# Thinking Red : SIGINT



## Equalizer (Mar 12, 2009)

I posted this on the main site but thought I'd give a go here as well........
Well it's proving EXTREMELY difficult for a prior service fellow such as my self, to get a 35M job
So I'm looking for a plan B. I love what the Intel community has to offer in the Army, and especially in the civilian sector, moreover I'm attracted to HUMINT because of the ability to be on a tactical level operating with a HTT. Is there a tactical arm to Signal Intel ?


----------



## Swill (Mar 12, 2009)

Hard to get 35M? Seriously? The school house can't pump 35Ms out fast enough. Are you trying to come back active?


----------



## Equalizer (Mar 13, 2009)

Yes, I'm trying to come back in active. The Army really doesn't offer prior services people squat!!!! When I was at MEPS the other day I saw a bunch of 18, 19 year olds getting the job :doh:.........NOT ME THOUGH !!!!!


----------



## moobob (Mar 13, 2009)

Equalizer, sigint-wise, 35P is mostly tactical, 35N is not. For 35Ps tactical side there is stuff like SOTA, LLVI on conventional side... you could end up working on an aircraft, could end up in a cubicle.

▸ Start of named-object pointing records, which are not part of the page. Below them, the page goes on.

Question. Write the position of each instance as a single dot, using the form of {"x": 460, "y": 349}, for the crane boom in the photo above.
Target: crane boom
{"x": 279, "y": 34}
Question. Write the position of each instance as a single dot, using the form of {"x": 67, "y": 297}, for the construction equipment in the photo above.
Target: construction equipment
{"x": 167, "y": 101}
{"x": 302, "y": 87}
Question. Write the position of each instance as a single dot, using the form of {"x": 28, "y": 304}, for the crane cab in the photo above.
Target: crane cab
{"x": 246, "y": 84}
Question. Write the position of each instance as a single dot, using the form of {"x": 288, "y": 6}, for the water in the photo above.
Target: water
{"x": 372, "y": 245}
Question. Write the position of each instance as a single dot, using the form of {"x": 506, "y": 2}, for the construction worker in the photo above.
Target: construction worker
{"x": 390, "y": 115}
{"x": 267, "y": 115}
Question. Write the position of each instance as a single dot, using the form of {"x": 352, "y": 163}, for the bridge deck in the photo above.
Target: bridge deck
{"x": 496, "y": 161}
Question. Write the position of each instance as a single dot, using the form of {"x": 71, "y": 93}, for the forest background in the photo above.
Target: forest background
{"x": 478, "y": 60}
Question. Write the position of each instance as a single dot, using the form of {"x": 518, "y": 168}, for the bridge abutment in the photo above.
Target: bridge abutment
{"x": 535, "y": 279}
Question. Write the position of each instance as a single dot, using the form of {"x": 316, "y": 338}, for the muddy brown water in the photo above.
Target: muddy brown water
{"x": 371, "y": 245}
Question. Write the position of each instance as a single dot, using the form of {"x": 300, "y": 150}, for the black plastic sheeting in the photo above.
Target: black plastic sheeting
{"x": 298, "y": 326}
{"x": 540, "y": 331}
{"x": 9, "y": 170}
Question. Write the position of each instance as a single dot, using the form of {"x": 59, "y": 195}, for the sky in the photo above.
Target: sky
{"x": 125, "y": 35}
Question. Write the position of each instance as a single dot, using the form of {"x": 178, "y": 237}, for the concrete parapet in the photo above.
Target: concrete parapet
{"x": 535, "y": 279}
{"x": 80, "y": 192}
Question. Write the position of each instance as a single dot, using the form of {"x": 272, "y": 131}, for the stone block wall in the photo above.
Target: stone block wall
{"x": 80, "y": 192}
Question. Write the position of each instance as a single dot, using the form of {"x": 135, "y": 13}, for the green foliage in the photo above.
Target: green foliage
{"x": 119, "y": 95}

Have you looked at Guard SF? Can't speak from experience (there is someone here that can for both 35P and 35M,) but 35P or 35M with 19th or 20th Group might be an option for you.

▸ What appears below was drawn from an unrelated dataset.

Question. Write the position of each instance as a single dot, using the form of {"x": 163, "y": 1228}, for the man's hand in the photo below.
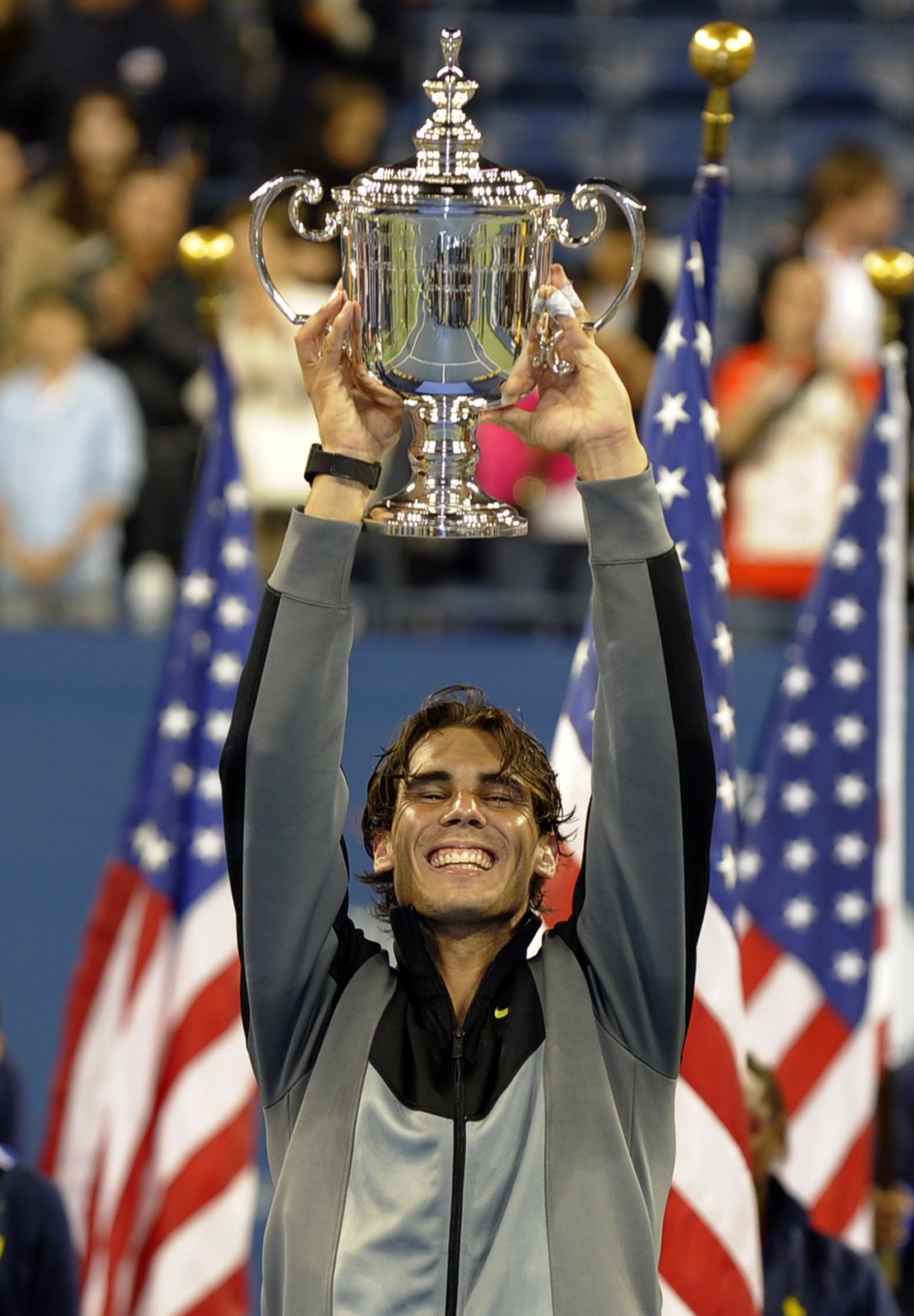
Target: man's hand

It's a little more difficult to get a SOF assignment and stick with your MOS active duty.


----------



## Swill (Mar 13, 2009)

Eq, I don't know much about the inner workings of Big Army recruiting, but that doesn't sound right to me. Have you tried going through another recruiter?


----------



## Equalizer (Mar 14, 2009)

I have gone through another recruiter actually, and the second one was worse:doh:, I believe it's not the recruiter it's MEPS and those god forsaken counselors, pffft counselor my ass.....anyway for prior service the recruiter is there only to do your paperwork and give you a ride. It doesn't make sense to me either !!


----------



## EverSoLost (Mar 14, 2009)

I really dont want to talk out of school here.  I recently transferred to a MI Co..  They "Say" that they have plenty of missions running constantly for 35M/L types and if one was so inclined they could almost "Guard Bum" they're entire tour.  Which may be of consideration if you're interested in getting the MOS.  

Having said that the STARC is not wanting to release ANYONE to AD in my state, but there are folks in my state that are still making the transition in that particular MOS.  

In short I echo Swill/Moobob maybe a short stint in the guard may catapult your career to RA.  Those two have infinatley more experience than I do.  But I was given the aforementioned advice when I asked a similar question.  Good Luck.

_(I just want to add the advice I recieved was from this crowd, so it wasn't like it was pulled from SNN)_


----------



## moobob (Mar 14, 2009)

I am not advocating using the Guard as a stepping stone. I am saying there are job opportunities there...


----------



## Equalizer (Mar 14, 2009)

There's no doubt there's a lot of opportunity for 35M, just not prior service, that's the problem. I have looked at Guard and Reserve, and the transfer is unlikely .
I need a friend at MEPS :confused:


----------



## EverSoLost (Mar 14, 2009)

I am prior service too bro.  But I'm Guard so I'm sure thats why there's slots for prior.  Good Luck.


----------



## Swill (Mar 17, 2009)

Equalizer, what exactly are the guys at MEPS telling you regarding 35M not being available? Do you want to push the 35M issue or do you want to do something in SIGINT?


----------



## Equalizer (Mar 18, 2009)

They're telling me "35M is not available to prior service". I want to stay within the Intel community but stay tactical, that's why I was asking about SIGINT, I was looking for a plan B.


----------



## Swill (Mar 18, 2009)

PM inbound


----------



## AugieSpook (Apr 9, 2009)

You may have better luck by trying another branch of service.  Just a thought.


----------